Buddhism, one of the major religions of the world, was founded by Siddhartha Gautama, the Buddha, who lived in northern India from 560 to 480 B.C. The time of the Buddha was one of social and religious change, marked by the further advance of Aryan Civilization into the Ganges Plain, the development of trade and cities, the breakdown of old tribal structures, and the rise of a whole spectrum of new religious movements that responded to the demands of the times (Conze 10). These movements were derived from the Brahmanic tradition of Hinduism but were also reactions against it.

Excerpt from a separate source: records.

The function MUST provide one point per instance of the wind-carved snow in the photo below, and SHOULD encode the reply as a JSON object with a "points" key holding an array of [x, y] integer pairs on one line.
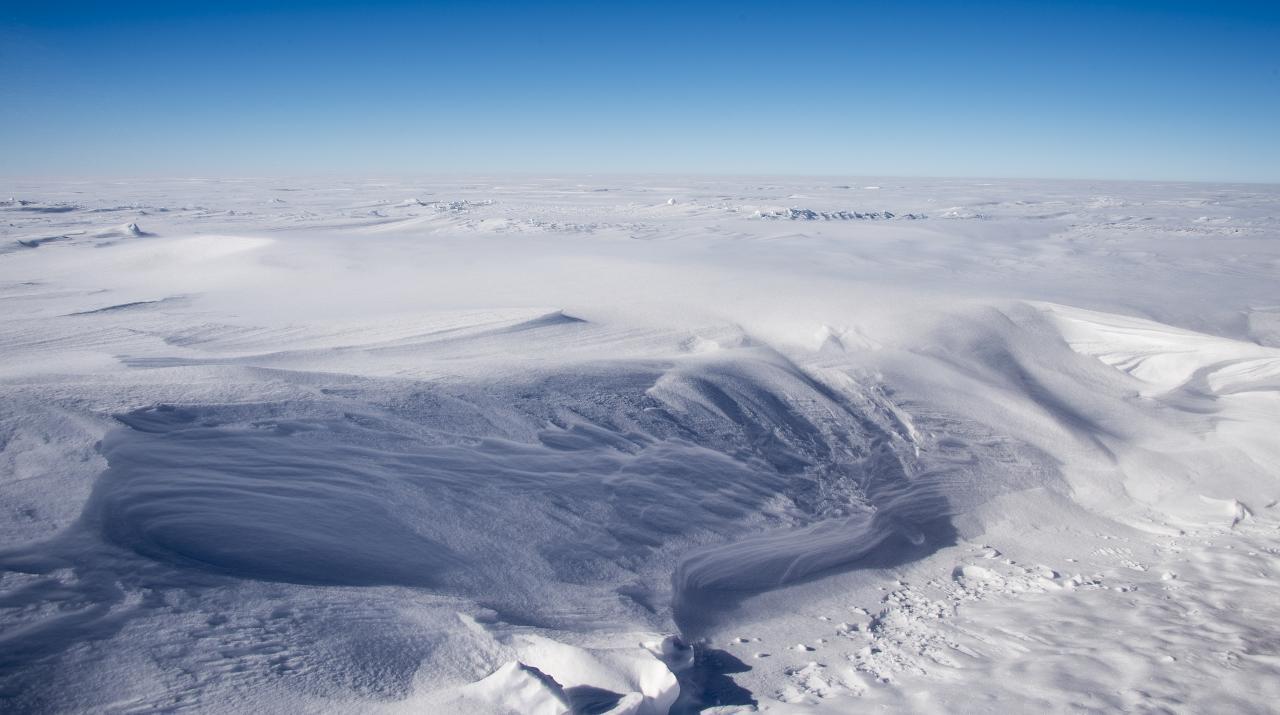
{"points": [[547, 447]]}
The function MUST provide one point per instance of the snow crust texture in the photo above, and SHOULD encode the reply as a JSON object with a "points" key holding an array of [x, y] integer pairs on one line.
{"points": [[639, 445]]}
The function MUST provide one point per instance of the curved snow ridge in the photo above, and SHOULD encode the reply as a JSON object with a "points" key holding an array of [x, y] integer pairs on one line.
{"points": [[1168, 357], [554, 678], [780, 476]]}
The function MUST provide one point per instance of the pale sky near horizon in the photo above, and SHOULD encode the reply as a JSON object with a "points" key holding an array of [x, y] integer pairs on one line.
{"points": [[1105, 90]]}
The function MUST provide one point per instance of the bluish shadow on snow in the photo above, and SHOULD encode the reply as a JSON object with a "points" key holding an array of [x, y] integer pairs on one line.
{"points": [[254, 503]]}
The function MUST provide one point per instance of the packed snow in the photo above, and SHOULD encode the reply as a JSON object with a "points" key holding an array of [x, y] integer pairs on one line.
{"points": [[639, 445]]}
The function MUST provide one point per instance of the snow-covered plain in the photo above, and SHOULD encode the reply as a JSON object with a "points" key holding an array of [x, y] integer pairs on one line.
{"points": [[483, 445]]}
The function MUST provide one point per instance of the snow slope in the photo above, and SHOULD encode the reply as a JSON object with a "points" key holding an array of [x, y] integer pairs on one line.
{"points": [[638, 445]]}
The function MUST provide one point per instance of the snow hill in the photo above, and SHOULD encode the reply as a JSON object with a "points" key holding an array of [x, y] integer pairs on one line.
{"points": [[639, 445]]}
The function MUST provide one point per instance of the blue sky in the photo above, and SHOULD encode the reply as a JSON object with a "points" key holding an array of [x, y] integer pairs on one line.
{"points": [[1170, 90]]}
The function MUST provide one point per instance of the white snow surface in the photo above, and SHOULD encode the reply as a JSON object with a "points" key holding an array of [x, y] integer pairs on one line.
{"points": [[639, 445]]}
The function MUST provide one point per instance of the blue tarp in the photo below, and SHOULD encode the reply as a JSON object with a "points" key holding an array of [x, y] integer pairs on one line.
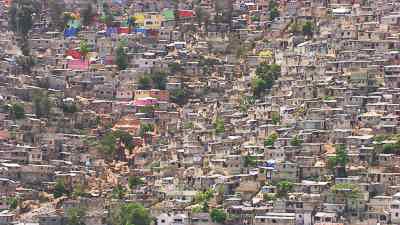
{"points": [[70, 32], [141, 30], [111, 30]]}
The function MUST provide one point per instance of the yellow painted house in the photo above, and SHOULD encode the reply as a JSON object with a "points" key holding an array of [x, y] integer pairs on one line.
{"points": [[148, 20]]}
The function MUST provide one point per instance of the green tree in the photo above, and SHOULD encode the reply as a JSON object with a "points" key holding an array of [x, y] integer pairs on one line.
{"points": [[121, 58], [308, 29], [134, 181], [109, 143], [175, 67], [159, 80], [107, 16], [16, 111], [59, 189], [26, 62], [12, 202], [258, 86], [204, 196], [179, 96], [270, 140], [129, 214], [146, 127], [275, 118], [296, 141], [75, 216], [273, 10], [70, 108], [144, 83], [87, 14], [283, 188], [118, 192], [84, 48], [219, 126], [79, 191], [266, 74], [250, 160], [41, 104], [339, 161], [56, 13], [20, 16], [390, 148], [218, 215]]}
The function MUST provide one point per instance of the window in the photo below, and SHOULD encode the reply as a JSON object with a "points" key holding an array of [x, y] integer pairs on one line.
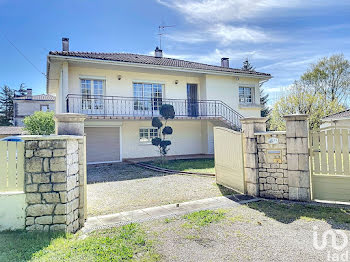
{"points": [[146, 134], [147, 96], [92, 91], [44, 108], [245, 95]]}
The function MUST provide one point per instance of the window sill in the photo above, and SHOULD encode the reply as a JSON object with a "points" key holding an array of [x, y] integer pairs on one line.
{"points": [[249, 105], [145, 143]]}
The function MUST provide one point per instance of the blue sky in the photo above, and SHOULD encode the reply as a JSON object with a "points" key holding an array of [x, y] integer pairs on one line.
{"points": [[278, 36]]}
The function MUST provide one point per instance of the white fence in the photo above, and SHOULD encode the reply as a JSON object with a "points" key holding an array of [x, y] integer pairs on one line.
{"points": [[11, 166]]}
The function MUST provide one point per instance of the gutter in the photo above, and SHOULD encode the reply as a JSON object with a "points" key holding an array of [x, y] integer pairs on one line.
{"points": [[169, 68]]}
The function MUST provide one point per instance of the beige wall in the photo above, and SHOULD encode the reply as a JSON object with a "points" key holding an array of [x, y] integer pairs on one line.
{"points": [[186, 139], [225, 88], [28, 107], [123, 87], [12, 211], [210, 87]]}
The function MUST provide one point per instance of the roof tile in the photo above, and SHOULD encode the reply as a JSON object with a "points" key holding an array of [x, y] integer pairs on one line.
{"points": [[151, 60]]}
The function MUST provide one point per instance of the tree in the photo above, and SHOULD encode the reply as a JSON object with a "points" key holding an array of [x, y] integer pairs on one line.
{"points": [[330, 77], [40, 123], [247, 66], [301, 100], [6, 106], [264, 98], [167, 112]]}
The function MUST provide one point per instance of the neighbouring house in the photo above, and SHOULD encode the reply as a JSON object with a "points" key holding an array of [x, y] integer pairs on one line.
{"points": [[340, 119], [27, 105], [121, 92], [6, 131]]}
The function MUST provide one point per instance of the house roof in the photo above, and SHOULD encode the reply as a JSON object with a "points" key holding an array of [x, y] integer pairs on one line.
{"points": [[151, 60], [339, 115], [11, 130], [42, 97]]}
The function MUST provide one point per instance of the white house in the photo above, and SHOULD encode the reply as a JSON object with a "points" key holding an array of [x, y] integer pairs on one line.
{"points": [[28, 104], [120, 93]]}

Of the new sects, Buddhism was the most successful and eventually spread throughout India and most of.
Today it is common to divide Buddhism into two main branches. The Theravada, or "Way of the Elders," is the more conservative of the two; it is dominant in Sri Lanka, Burma, and Thailand (Berry 23). The Mahayana, or "Great Vehicle," is more diverse and liberal; it is found mainly in Taiwan, Korea, and Japan, and among Tibetan peoples, where it is distinguished by its emphasis on the Buddhist Tantras (Berry 24). In recent times both branches, as well as Tibetan Buddhism, have gained followers in the West.
It is virtually impossible to tell what the Buddhist population of the world is today; statistics are difficult to obtain because persons might have Buddhist beliefs and engage in Buddhist rites while maintaining folk or other religions such as Shinto, Confucian, Taoist, and Hindu (Corless 41). Such persons might or might not call themselves or be counted as Buddhists. Nevertheless, the number of Buddhists worldwide is frequently estimated at more than 300 million (Berry 32).
Just what the original teaching of the Buddha was is a matter of some debate. Nonetheless, it may be said to have centered on certain basic doctrines. The first of the Four Noble Truths, the Buddha held, is suffering, or duhkha.